Dimension	Weekly	Monthly
Categories scored	3 (subset)	All 4
Trend factor	Arrow only	±5 points
Qualitative overlay	No	Yes (≤5)
Used for	Coaching	Review record

6Rating Bands

The composite maps to one of four bands.

90–100Exceeds

75–89Meets

60–74Developing

< 60Needs attention

Bands describe performance against target, not against peers — everyone can land in "Exceeds" in a strong month. "Developing" and below trigger a support plan, never an automatic penalty.

7Worked Example

One developer, one week. Placeholder numbers showing the math end-to-end.

Metric	Actual	Target	Metric score
Cycle time (lower)	2.4 d	2.0 d	83
Throughput (higher)	6 PRs	5 PRs	100 (capped)
Time to first review (lower)	5 hrs	4 hrs	80
Change failure rate (lower)	10%	15%	100 (within)
Review pass rate (higher)	78%	85%	92
CI pass rate (higher)	88%	90%	98

Quality(subset) = 0.54·100 + 0.46·92 ≈ 96
Productivity(subset) = weighted(83,100,80) ≈ 88
Delivery(subset) = 98
Weekly = 0.40·96 + 0.35·88 + 0.25·98 ≈ 93 → Exceeds ▲

Self-rated 90% vs audited 93% → small, well-calibrated gap.

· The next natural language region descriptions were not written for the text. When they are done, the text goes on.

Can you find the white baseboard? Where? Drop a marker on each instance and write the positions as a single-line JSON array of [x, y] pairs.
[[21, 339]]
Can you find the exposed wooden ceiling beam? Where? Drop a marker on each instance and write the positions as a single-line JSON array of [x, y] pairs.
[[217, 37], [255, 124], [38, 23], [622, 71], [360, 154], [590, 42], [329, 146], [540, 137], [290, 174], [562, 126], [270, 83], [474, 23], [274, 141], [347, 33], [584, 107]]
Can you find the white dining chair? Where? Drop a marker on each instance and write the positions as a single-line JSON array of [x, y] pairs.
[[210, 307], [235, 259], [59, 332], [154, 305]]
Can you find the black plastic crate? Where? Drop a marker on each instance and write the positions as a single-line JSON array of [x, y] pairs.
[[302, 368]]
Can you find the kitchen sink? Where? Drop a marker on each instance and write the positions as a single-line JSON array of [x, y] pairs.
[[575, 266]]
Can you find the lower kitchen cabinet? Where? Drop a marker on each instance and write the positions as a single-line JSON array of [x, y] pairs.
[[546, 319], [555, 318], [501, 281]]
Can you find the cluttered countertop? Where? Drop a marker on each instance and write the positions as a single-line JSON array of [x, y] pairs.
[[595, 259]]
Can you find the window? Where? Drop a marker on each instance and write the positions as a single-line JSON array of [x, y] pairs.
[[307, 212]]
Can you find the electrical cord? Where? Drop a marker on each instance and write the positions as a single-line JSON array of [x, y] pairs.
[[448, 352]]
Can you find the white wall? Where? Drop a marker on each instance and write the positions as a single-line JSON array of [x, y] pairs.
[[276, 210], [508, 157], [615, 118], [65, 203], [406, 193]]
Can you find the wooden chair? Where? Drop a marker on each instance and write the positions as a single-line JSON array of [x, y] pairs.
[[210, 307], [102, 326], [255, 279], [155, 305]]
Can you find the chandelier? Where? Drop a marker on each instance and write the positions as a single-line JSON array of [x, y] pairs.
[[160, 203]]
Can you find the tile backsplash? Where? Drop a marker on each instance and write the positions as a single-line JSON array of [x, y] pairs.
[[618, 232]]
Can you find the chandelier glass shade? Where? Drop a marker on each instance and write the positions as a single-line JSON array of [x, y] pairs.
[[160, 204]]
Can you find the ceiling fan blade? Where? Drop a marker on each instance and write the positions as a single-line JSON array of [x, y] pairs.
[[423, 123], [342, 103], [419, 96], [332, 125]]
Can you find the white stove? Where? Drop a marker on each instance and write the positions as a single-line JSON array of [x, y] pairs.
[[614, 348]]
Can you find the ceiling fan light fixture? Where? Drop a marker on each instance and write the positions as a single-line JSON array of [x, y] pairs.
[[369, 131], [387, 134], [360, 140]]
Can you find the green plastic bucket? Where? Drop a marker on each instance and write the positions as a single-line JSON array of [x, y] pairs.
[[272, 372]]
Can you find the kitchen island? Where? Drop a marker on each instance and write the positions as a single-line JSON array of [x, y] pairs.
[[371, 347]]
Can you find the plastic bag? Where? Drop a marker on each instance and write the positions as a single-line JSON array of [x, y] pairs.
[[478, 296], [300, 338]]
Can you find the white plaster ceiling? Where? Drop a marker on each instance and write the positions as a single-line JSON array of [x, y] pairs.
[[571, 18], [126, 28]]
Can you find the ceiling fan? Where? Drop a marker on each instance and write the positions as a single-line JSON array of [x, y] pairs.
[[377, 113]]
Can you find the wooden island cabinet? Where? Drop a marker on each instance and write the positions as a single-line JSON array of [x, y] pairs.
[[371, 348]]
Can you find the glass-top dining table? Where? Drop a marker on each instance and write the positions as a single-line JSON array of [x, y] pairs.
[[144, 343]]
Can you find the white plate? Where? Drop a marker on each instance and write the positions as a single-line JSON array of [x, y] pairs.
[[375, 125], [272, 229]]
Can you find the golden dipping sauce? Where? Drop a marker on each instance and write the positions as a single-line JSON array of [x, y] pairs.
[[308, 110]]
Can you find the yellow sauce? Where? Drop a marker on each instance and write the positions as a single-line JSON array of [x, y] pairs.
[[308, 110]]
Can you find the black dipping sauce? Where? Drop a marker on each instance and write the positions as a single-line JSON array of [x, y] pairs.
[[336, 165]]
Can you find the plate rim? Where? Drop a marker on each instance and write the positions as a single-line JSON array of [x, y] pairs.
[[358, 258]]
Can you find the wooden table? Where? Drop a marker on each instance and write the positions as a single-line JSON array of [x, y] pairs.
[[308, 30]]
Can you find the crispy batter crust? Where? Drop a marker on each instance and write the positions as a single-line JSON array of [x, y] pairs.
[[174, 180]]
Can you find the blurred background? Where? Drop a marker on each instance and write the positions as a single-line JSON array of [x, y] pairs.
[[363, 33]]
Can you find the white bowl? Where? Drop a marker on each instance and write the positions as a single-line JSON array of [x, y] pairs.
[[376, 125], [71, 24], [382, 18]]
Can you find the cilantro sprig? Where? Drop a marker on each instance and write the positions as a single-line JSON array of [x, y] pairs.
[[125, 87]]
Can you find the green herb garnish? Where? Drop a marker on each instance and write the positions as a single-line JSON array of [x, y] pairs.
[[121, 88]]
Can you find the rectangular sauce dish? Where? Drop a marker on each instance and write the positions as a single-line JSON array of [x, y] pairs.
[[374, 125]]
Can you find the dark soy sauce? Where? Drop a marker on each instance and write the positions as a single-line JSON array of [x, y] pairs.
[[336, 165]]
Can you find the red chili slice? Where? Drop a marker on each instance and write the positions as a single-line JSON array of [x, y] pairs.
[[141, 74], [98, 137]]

No flag.

8Guardrails & Overrides

Metric caps: no metric exceeds 100, so one inflated number can't carry a weak month.
Pairing rule: velocity scores are voided if change-failure rate is in the bottom band — speed never outscores breakage.
Small-sample handling: weeks with very few PRs are marked low-confidence and lean on the monthly view.
Banned inputs: commit count, lines of code, and hours never enter the score.
Human override: the manager can annotate or hold a score with a written reason; the system never auto-penalises.
Leave/PTO: absence periods are excluded, not scored as zero.

9Automation & Cadence

How Claude Code carries the scoring out automatically — approved and in rollout.

Weekly run

Every Friday EOD, the audit + weekly rubric runs per developer and team; outputs the weekly scorecard for Monday 1:1s.

Monthly run

First working day of the month, the four weekly results roll into the monthly composite + trend + qualitative; outputs the review-record scorecard.

9.1 Scoring command

# Claude Code command: /kpi-score  (period = week | month)
For AUTHOR=[user] (or --team) over PERIOD:
  1. Pull metrics via the /weekly-audit data.
  2. Normalize each to 0-100 (direction-aware, capped at 100).
  3. Roll up to category scores, then the weighted composite.
  4. Apply pairing rule, small-sample flags, leave exclusions.
  5. (month only) add trend ±5 and qualitative ≤5.
  6. Map to band; emit scorecard: metric | actual | target | score,
     category scores, composite, band, trend, self-vs-audited gap.

Configuration notes: default targets & weights, the ±5 trend/qualitative caps, and the band thresholds are approved as documented. Scheduling cadence (on-demand vs scheduled job) is confirmed per rollout plan.